TLDR:
- EVMbench draws from 120 high-severity vulnerabilities curated across 40 real-world smart contract audits.
- GPT-5.3-Codex scored 72.2% in exploit mode, far outperforming GPT-5, which only reached 31.9% in testing.
- Moonwell and CrossCurve both suffered smart contract exploits recently, adding urgency to AI-driven security tools.
- Anthropic’s late 2025 report warned that AI agents can already identify smart contract flaws independently and autonomously.
EVMbench is the latest collaborative effort between OpenAI and crypto investment firm Paradigm. The tool is designed to measure how well AI agents detect, patch, and exploit vulnerabilities in smart contracts.
Built from 120 high-severity vulnerabilities across 40 audits, EVMbench targets the Ethereum Virtual Machine ecosystem.
This development comes amid recent DeFi exploits that have renewed industry focus on smarter, faster contract auditing through artificial intelligence.
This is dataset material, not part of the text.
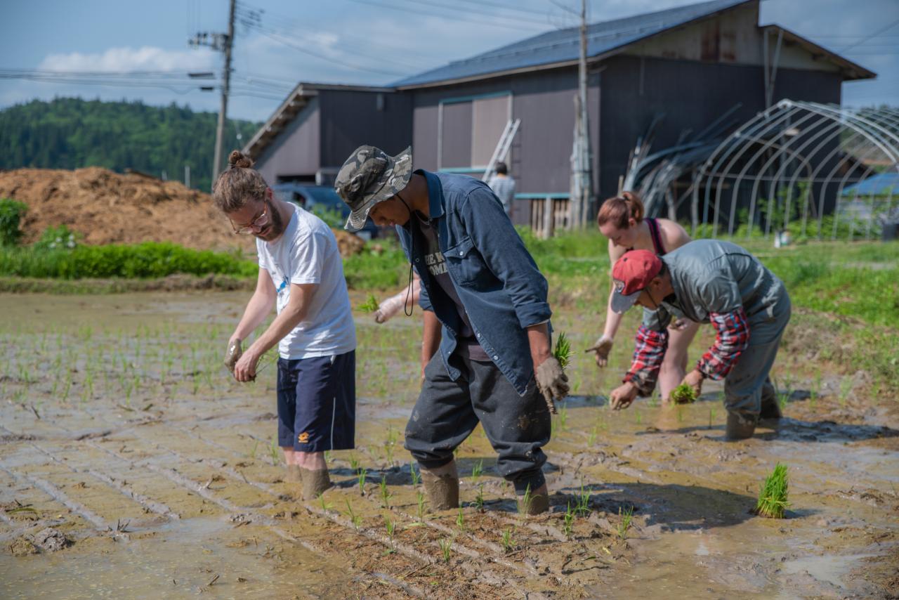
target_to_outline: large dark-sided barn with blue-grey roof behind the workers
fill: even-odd
[[[700,134],[725,112],[747,121],[781,98],[840,103],[844,81],[875,76],[778,25],[759,0],[713,0],[592,24],[587,30],[594,190],[618,192],[647,125],[654,148]],[[300,84],[245,148],[271,182],[328,182],[353,148],[413,147],[414,165],[480,176],[506,123],[521,119],[507,163],[514,219],[530,201],[568,196],[577,28],[549,31],[387,87]],[[550,200],[552,201],[552,200]]]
EVMbench Tests AI Agents Across Multiple Capability Modes
EVMbench evaluates AI agents across several distinct capability modes. These include detecting vulnerabilities, modifying contract code, and eliminating potential exploitability in deployed contracts.
The benchmark also tests an agent’s ability to execute end-to-end fund-draining attacks in a sandboxed blockchain environment.
OpenAI explained the rationale behind the tool in a blog post on Wednesday. “Smart contracts secure billions of dollars in assets, and AI agents are likely to be transformative for both attackers and defenders,” the company stated. That framing sets the tone for why the benchmark was built in the first place.
The vulnerabilities used in EVMbench were drawn from sponsored open-code audit competitions. They also include security audits conducted for Tempo, a Layer 1 blockchain co-developed by Paradigm and Stripe. This gives the benchmark a real-world foundation rooted in active protocol development.
Early test results show a clear performance gap between AI models. GPT-5.3-Codex scored 72.2% in exploit mode, compared to GPT-5 at just 31.9%. However, coverage for vulnerability detection and patching tasks remains incomplete across both models.
Recent DeFi Attacks Add Urgency to AI-Driven Security Tools
The release of EVMbench follows a series of high-profile smart contract attacks in the DeFi space. Moonwell, a DeFi lending protocol, suffered an exploit this month involving vulnerable code written with AI assistance.
The incident raised fresh concerns about AI-generated code entering production environments without sufficient review.
Around the same time, CrossCurve, a cross-chain liquidity protocol, was compromised through a smart contract vulnerability.
The attack resulted in losses of roughly $3 million across multiple networks. Both incidents point to the growing financial risk tied to unaudited contract code.
OpenAI addressed the broader stakes in its blog post directly. “As AI agents improve at reading, writing, and executing code, it becomes increasingly important to measure their capabilities in economically meaningful environments,” the company wrote. The statement reinforces why a structured benchmark like EVMbench is being introduced now.
Late last year, Anthropic published a separate report on this topic. The report argued that AI agents have already advanced enough to identify smart contract vulnerabilities independently.
As a result, the cost of crypto exploits could decrease over time as AI-powered auditing becomes standard practice.